Parágrafo único. Independentemente da constituição de sociedade ou entidades, os árbitros e seus auxiliares não terão qualquer vínculo empregatício com as entidades desportivas diretivas onde atuarem, e sua remuneração como autônomos exonera tais entidades de quaisquer outras responsabilidades trabalhistas, securitárias e previdenciárias. 

 Dessa forma, inexistindo relação empregatícia entre a Federação Paulista de Futebol e os árbitros, não há que incidir o débito fundiário.

Diante do exposto, nego provimento à apelação e à remessa necessária.

É o voto.

 

 

 

 

 

 

 

 

 

 

 



E M E N T A

 

CONTRIBUIÇÃO AO FGTS. DIREITO FUNDAMENTAL DO TRABALHADOR. ÁRBITRO DE FUTEBOL. RELAÇÃO DE EMPREGO. FEDERAÇÃO DE FUTEBOL. DESCARACTERIZAÇÃO. RECURSO DESPROVIDO.

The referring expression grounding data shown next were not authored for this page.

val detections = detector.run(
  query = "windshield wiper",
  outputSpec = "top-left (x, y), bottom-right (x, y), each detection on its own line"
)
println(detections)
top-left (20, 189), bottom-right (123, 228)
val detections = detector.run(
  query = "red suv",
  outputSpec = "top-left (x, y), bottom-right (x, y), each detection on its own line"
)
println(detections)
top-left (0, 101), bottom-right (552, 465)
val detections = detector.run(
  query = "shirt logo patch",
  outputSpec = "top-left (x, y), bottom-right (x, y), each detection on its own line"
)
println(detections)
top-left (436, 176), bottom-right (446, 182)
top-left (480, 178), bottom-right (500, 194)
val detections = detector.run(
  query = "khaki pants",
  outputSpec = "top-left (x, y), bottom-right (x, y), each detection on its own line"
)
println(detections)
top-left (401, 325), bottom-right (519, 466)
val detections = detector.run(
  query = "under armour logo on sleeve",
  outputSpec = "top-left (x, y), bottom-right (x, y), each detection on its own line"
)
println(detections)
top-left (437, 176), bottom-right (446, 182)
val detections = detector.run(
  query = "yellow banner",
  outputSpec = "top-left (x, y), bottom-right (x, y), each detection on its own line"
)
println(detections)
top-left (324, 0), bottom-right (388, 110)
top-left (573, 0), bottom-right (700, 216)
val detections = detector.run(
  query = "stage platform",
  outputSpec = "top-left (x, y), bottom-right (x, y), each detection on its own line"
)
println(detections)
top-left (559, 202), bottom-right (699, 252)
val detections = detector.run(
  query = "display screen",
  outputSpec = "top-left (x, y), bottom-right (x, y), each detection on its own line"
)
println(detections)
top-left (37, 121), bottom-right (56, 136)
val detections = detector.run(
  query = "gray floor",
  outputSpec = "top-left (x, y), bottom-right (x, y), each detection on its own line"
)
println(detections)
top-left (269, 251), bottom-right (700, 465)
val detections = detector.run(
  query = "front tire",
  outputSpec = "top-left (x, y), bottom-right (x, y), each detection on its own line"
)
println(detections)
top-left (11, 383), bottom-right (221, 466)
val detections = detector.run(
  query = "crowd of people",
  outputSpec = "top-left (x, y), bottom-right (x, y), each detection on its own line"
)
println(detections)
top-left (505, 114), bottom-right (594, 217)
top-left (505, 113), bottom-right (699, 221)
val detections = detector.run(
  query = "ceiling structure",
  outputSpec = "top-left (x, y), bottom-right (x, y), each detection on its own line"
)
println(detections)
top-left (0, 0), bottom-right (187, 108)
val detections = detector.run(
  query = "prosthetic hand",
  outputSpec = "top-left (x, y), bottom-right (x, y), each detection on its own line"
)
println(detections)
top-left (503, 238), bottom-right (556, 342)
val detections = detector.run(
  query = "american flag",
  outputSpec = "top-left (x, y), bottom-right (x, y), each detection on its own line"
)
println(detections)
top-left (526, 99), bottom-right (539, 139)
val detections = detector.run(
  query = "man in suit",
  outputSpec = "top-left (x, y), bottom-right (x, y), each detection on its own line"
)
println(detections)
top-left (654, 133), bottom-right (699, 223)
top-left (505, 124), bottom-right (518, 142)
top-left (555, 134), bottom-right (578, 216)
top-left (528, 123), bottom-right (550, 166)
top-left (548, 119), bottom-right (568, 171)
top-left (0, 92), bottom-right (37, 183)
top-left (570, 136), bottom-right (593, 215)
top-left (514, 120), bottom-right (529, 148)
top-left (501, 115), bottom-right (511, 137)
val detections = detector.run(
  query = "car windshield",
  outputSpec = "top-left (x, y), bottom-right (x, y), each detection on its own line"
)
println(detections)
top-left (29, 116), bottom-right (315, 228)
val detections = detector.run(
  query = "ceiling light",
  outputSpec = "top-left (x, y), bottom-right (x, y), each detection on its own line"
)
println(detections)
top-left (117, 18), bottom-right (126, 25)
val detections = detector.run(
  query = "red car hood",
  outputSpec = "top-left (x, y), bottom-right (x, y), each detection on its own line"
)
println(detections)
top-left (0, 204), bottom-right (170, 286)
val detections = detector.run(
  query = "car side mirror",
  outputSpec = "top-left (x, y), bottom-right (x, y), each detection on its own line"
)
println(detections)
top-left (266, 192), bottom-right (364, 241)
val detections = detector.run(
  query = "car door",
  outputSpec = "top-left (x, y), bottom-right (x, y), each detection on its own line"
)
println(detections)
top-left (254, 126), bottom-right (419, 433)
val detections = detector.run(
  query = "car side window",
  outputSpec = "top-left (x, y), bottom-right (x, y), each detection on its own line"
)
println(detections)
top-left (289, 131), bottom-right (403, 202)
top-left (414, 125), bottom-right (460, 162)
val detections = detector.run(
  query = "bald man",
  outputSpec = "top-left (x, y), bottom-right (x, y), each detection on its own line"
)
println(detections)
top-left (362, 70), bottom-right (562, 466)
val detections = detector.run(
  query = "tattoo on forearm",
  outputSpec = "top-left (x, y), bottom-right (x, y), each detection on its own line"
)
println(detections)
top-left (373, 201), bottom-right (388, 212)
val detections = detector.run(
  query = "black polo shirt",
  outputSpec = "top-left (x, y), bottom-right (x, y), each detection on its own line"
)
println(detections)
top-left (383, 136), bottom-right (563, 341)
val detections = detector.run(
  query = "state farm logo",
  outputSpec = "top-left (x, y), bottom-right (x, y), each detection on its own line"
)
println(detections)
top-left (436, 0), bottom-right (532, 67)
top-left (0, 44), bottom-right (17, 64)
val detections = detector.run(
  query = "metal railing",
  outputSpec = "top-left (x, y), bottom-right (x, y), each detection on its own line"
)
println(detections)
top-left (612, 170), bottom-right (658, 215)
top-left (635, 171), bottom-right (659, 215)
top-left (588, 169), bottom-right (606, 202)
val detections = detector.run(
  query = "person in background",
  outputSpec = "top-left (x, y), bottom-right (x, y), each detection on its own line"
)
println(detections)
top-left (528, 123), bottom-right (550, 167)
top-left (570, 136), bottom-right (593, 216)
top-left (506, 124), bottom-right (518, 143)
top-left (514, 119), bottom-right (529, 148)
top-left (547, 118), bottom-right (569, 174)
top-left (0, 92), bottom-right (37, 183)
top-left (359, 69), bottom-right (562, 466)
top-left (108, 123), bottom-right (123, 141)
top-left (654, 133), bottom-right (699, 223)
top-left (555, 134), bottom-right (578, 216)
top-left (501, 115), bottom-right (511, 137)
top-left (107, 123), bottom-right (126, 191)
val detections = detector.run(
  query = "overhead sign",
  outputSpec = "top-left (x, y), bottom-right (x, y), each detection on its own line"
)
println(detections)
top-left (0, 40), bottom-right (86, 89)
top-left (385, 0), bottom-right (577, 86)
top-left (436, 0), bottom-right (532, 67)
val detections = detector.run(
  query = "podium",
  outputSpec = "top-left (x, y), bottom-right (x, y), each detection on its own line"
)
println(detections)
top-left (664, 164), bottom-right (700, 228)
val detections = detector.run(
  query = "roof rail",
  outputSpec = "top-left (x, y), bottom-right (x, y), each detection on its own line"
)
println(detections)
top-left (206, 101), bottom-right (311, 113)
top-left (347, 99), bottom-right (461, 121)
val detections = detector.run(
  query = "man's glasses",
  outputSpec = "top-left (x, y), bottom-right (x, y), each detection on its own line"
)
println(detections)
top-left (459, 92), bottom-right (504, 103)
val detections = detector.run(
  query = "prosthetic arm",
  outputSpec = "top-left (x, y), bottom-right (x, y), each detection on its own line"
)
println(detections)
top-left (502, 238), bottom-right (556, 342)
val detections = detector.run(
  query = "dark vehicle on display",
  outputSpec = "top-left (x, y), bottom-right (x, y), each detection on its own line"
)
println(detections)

- Em razão da inexistência de delimitação material prevista no art. 7º, III, da Constituição, cabe ao legislador ordinário federal estabelecer os contornos da contribuição ao FGTS, caracterizada como direito fundamental do trabalhador, tema atualmente tratado no art. 15 da Lei nº 8.036/1990.

- Ainda que o conceito de "trabalhador", utilizado pelo art. 15, §2º, da Lei nº 8.036/1990 possa alcançar mais prestadores além dos empregados, por certo não abrange autônomos, eventuais e servidores públicos (civis e militares, sujeitos a regime próprio).

- As verbas controvertidas nos presentes autos dizem respeito à incidência ou não de contribuições ao FGTS sobre os numerários pagos aos árbitros de futebol, sobre o que a jurisprudência firmou-se no sentido de inexistir vínculo empregatício entre os mesmos e as Federações de Futebol, caracterizando-os como trabalhadores autônomos. No mesmo sentido, a Lei nº 9.615/1998 (Lei Pelé) dispôs que os árbitros e seus auxiliares não terão qualquer vínculo empregatício com as entidades desportivas diretivas onde atuarem.

- Remessa necessária e apelação desprovidas.

 


  ACÓRDÃO

Vistos e relatados estes autos em que são partes as acima indicadas, a Segunda Turma decidiu, por unanimidade, negar provimento à apelação e à remessa necessária, nos termos do relatório e voto que ficam fazendo parte integrante do presente julgado.